Sensitivity of UK butterflies to local climatic extremes: which life stages are most at risk?
1. There is growing recognition as to the importance of extreme climatic events (ECEs) in determining changes in species populations. In fact, it is often the extent of climate variability that determines a population's ability to persist at a given site. 2. This study examined the impact of ECEs on the resident UK butterfly species (n = 41) over a 37-year period. The study investigated the sensitivity of butterflies to four extremes (drought, extreme precipitation, extreme heat and extreme cold), identified at the site level, across each species' life stages. Variations in the vulnerability of butterflies at the site level were also compared based on three life-history traits (voltinism, habitat requirement and range). 3. This is the first study to examine the effects of ECEs at the site level across all life stages of a butterfly, identifying sensitive life stages and unravelling the role life-history traits play in species sensitivity to ECEs. 4. Butterfly population changes were found to be primarily driven by temperature extremes.
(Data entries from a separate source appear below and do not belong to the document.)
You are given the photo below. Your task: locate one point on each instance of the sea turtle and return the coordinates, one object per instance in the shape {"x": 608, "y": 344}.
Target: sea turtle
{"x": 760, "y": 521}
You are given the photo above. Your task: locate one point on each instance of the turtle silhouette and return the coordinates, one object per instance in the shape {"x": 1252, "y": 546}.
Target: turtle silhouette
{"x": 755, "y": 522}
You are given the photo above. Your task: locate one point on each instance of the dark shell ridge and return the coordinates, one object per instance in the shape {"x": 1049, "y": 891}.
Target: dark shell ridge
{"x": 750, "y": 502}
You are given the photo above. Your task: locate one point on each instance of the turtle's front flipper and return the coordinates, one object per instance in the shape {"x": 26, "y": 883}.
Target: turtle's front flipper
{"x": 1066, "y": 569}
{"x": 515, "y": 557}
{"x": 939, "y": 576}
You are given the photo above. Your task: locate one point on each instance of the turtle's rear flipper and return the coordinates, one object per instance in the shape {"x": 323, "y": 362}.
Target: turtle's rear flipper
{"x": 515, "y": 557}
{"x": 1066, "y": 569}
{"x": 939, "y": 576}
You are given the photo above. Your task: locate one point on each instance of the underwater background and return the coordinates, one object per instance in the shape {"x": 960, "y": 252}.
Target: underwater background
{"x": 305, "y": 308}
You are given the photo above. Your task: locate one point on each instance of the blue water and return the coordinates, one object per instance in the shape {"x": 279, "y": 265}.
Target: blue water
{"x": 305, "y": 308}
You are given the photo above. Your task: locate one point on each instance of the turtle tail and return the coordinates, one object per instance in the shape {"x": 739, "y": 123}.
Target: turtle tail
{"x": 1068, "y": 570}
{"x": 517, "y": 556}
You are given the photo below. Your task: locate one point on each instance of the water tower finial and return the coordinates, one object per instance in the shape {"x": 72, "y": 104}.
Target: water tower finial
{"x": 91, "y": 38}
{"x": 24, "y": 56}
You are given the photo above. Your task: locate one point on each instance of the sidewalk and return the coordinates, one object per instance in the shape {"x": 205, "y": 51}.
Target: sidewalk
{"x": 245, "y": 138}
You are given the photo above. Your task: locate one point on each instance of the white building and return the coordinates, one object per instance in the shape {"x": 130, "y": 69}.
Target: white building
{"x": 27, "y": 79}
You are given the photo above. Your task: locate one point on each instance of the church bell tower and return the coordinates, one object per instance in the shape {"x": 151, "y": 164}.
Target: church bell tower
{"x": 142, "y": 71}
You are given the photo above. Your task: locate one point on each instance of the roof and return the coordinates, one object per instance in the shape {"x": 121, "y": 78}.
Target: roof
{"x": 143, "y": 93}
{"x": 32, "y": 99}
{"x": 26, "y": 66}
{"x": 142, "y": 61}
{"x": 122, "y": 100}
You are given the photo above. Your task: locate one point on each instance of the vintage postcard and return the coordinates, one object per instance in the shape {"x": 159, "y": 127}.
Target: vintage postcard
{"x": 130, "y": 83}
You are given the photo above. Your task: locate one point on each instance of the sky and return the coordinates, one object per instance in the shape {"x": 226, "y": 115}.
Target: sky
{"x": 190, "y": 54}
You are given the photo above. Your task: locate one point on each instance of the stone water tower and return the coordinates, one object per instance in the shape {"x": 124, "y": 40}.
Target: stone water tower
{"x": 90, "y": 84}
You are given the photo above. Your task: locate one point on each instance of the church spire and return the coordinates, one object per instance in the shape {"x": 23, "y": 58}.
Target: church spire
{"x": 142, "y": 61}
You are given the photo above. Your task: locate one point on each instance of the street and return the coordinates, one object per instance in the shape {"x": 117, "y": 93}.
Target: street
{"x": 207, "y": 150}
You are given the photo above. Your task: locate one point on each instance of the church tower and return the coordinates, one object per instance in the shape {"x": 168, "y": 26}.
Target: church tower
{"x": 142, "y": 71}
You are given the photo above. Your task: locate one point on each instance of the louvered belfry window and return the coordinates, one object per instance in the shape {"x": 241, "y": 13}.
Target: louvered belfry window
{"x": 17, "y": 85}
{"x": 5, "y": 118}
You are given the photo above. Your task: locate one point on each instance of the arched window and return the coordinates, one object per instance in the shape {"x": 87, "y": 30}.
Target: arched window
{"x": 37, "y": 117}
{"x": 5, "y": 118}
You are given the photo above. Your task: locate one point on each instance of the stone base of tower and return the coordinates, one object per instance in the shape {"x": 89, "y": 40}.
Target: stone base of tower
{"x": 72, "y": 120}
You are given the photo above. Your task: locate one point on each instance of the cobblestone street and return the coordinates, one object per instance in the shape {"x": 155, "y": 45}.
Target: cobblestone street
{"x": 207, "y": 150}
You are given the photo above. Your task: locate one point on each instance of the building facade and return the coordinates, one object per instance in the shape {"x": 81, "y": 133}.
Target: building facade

Extreme heat was detrimental during overwintering periods and beneficial during adult periods and extreme cold had opposite impacts on both of these life stages. Previously undocumented detrimental effects were identified for extreme precipitation during the pupal life stage for univoltine species. Generalists were found to have significantly more negative associations with ECEs than specialists. 5. With future projections of warmer, wetter winters and more severe weather events, UK butterflies could come under severe pressure given the findings of this study.